Usai memasang bajunya, Kania mengambil ponselnya. Perempuan itu menghubungi Abi karena dia tidak tahu harus berbicara pada siapa. Berbicara pada Tara? Ia takut mendapati amarah dari ayahnya itu lagi.
"Kenapa?" nada Abi terdengar sangat malas-malasan diujung telepon sana.
"Bi, gue …" Kania terhenti sebentar. Wajahnya kembali memerah malu.
"Kenapa dengan lo Kania? Sedang enggak waras?" decak Abi yang sepertinya tidak menganggap Kania sebagai perempuan. Laki-laki itu tidak terlalu memperlakukannya sehangat Genta.
"Kayaknya gue emang udah enggak waras deh," ujar Kania mendesah. "Masa gue habis begituan sama Om Genta."
Puft! Ucapan Kania sukses membuat kopi yang diminum oleh Abi tersembur. Tidak lama iringan sumpah serapah dengan semua nama hewan yang ada di kebun nama binatang keluar dari mulut laki-laki yang bekerja sebagai programmer itu. "Lo benar-benar gila ya? Masa lo laporin masalah itu sama gue sih? Manas-manasin apa mancing emosi?" geram Abi tidak habis pikir.

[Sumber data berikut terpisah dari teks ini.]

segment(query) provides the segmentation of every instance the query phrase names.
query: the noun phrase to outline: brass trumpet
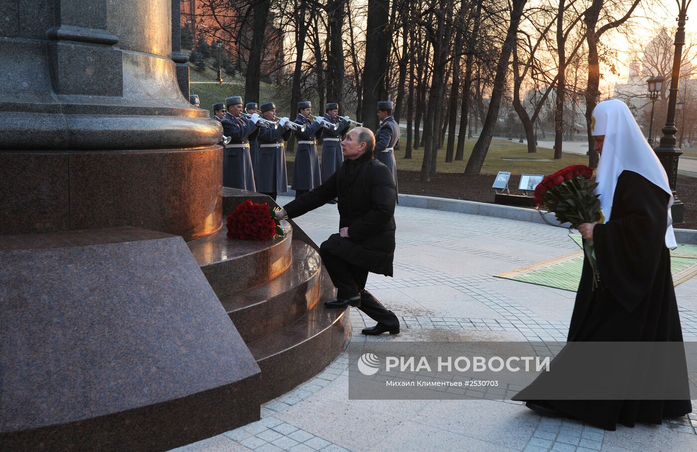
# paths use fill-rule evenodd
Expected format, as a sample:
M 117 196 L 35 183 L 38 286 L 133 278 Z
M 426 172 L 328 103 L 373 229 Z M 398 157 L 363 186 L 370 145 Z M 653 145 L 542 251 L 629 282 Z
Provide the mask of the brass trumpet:
M 245 113 L 244 111 L 243 111 L 242 112 L 242 117 L 244 118 L 245 119 L 249 120 L 249 119 L 251 119 L 252 115 L 250 115 L 248 113 Z M 276 124 L 275 123 L 274 123 L 272 120 L 269 120 L 266 119 L 266 118 L 264 118 L 263 116 L 262 116 L 261 115 L 259 116 L 259 121 L 257 121 L 256 123 L 259 126 L 263 127 L 273 127 L 274 129 L 276 129 L 276 128 L 278 127 L 278 124 Z
M 325 129 L 328 129 L 328 130 L 330 130 L 336 131 L 337 129 L 339 128 L 339 125 L 338 124 L 333 124 L 332 123 L 330 123 L 329 121 L 328 121 L 324 118 L 321 118 L 321 117 L 319 117 L 319 116 L 315 116 L 314 115 L 310 115 L 309 117 L 312 119 L 312 120 L 317 120 L 318 119 L 319 119 L 319 123 Z
M 281 119 L 286 120 L 286 123 L 283 126 L 286 127 L 286 129 L 291 129 L 291 130 L 300 130 L 300 132 L 305 132 L 305 124 L 296 124 L 293 121 L 291 121 L 288 118 L 281 118 Z
M 351 124 L 351 125 L 353 125 L 355 127 L 363 127 L 363 123 L 359 123 L 358 121 L 355 121 L 353 119 L 351 119 L 351 118 L 349 118 L 348 116 L 339 116 L 339 117 L 341 118 L 342 119 L 344 120 L 345 121 L 346 121 L 347 123 L 348 123 L 349 124 Z

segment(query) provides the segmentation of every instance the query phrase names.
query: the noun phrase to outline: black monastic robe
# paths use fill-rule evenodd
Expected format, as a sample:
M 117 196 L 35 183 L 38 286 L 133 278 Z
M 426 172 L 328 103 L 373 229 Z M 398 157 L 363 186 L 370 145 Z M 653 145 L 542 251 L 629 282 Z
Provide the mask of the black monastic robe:
M 668 201 L 666 192 L 642 176 L 629 171 L 620 175 L 610 220 L 593 230 L 600 287 L 592 290 L 592 270 L 584 259 L 569 342 L 682 341 L 670 250 L 665 244 Z M 555 377 L 553 368 L 553 361 L 551 371 L 528 387 L 549 384 L 546 379 Z M 684 362 L 666 371 L 684 374 L 687 385 Z M 602 369 L 598 369 L 597 376 L 597 382 L 602 384 Z M 514 398 L 527 400 L 525 393 Z M 630 427 L 636 422 L 661 423 L 665 417 L 691 412 L 689 400 L 546 401 L 571 416 L 610 430 L 618 423 Z

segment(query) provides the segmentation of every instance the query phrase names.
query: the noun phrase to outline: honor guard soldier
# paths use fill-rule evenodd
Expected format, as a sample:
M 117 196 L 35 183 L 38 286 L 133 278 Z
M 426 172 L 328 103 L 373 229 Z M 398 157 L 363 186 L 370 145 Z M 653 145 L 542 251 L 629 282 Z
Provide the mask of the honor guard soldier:
M 316 138 L 322 134 L 322 118 L 316 118 L 310 122 L 312 104 L 309 100 L 298 102 L 298 118 L 296 124 L 304 125 L 305 131 L 296 130 L 298 150 L 293 164 L 293 183 L 291 188 L 296 191 L 296 198 L 322 183 L 319 172 L 319 156 L 317 155 Z
M 225 118 L 225 104 L 213 104 L 213 119 L 222 121 Z
M 247 104 L 245 105 L 245 111 L 247 111 L 247 114 L 253 115 L 254 114 L 259 114 L 259 105 L 256 104 L 255 102 L 248 102 Z M 261 128 L 261 127 L 260 127 Z M 256 159 L 259 155 L 259 145 L 256 142 L 256 140 L 250 140 L 250 157 L 252 157 L 252 167 L 254 168 L 256 165 Z
M 332 177 L 344 162 L 342 146 L 339 143 L 348 132 L 348 121 L 339 118 L 339 104 L 327 104 L 327 113 L 324 119 L 331 124 L 336 124 L 335 130 L 326 129 L 322 132 L 322 182 Z
M 375 158 L 384 163 L 395 178 L 395 187 L 399 193 L 397 183 L 397 162 L 395 161 L 395 146 L 399 142 L 399 125 L 392 116 L 392 102 L 381 100 L 378 102 L 378 119 L 380 126 L 375 133 Z
M 272 102 L 261 104 L 261 114 L 270 121 L 276 120 L 276 106 Z M 278 122 L 277 127 L 261 127 L 256 141 L 259 155 L 254 165 L 254 180 L 256 191 L 268 195 L 276 201 L 279 192 L 288 192 L 288 175 L 286 172 L 284 141 L 291 137 L 293 131 L 286 129 L 287 118 Z
M 256 192 L 249 141 L 256 139 L 259 134 L 259 116 L 255 113 L 249 120 L 242 118 L 242 98 L 238 95 L 226 98 L 225 107 L 227 113 L 221 121 L 222 131 L 231 139 L 223 154 L 222 185 Z

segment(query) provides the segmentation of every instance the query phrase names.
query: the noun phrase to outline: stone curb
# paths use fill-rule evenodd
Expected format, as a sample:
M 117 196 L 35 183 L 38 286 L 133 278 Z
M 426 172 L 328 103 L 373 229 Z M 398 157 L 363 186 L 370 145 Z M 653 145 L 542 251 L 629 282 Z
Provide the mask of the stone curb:
M 288 193 L 282 194 L 286 196 L 295 196 L 295 190 L 288 187 Z M 404 207 L 415 207 L 420 209 L 433 209 L 445 212 L 457 212 L 458 213 L 468 213 L 473 215 L 484 215 L 485 217 L 496 217 L 516 219 L 521 221 L 531 221 L 546 224 L 539 212 L 533 209 L 512 205 L 502 205 L 500 204 L 489 204 L 473 201 L 463 201 L 461 199 L 450 199 L 448 198 L 436 198 L 434 196 L 422 196 L 415 194 L 399 194 L 399 205 Z M 545 213 L 545 219 L 554 225 L 559 225 L 559 221 L 554 217 L 554 214 Z M 675 229 L 675 240 L 678 243 L 697 244 L 697 231 L 694 229 Z

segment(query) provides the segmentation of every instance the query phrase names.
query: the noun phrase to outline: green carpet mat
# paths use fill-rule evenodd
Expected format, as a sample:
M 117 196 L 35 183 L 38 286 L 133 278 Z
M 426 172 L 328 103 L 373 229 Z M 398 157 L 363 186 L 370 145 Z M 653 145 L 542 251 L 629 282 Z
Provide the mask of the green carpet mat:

"Gue malu Bi. Lo bisa bayangin enggak gimana jadinya di posisi gue? Masa sih gue berselera menatap Om Genta?" Kania merengek. Ia mengabaikan sumpah serapah Abi.
Laki-laki itu menggulirkan kepalanya. "Dia suami lo, Kania. Wajar lo nafsu sama dia. Kalau lo enggak nafsu baru namanya aneh."
"Lo enggak ngerti." Kania mengeluarkan dengusannya.
"Emang. Dan jangan paksa gue mengerti dengan kegilaan lo itu!" Abi memutuskan panggilan telepon secara sepihak. Kania hanya bisa menangkupkan wajahnya tanpa bertindak banyak. Dia masih merutuki dirinya yang tergoda pada Genta.
"Sayang!" Genta mengetuk pintu kamar lagi.
"Ehm," Kania menyahut sambil membuka pintu.
"Saya bawain sarapan. Kata bibi kamu belum sempat sarapan. Oh ya, saya mau kerja. Mika udah saya mandiin. Ia lagi minum susu sambil berjemur sama bibi. Kalau kamu merasa butuh sesuatu jangan lupa telepon saya ya? Maksudnya, siapa tahu kamu merasa kelelahan mengurus Mika?"
Kania menganggukkan kepalanya. dia mengambil makanan dari Genta itu dengan cepat. Setelahnya dia menutup pintu tanpa mengatakan apapun. Kania juga tidak merespon apapun sama sekali. Dia masih terlalu malu untuk mengeluarkan suaranya.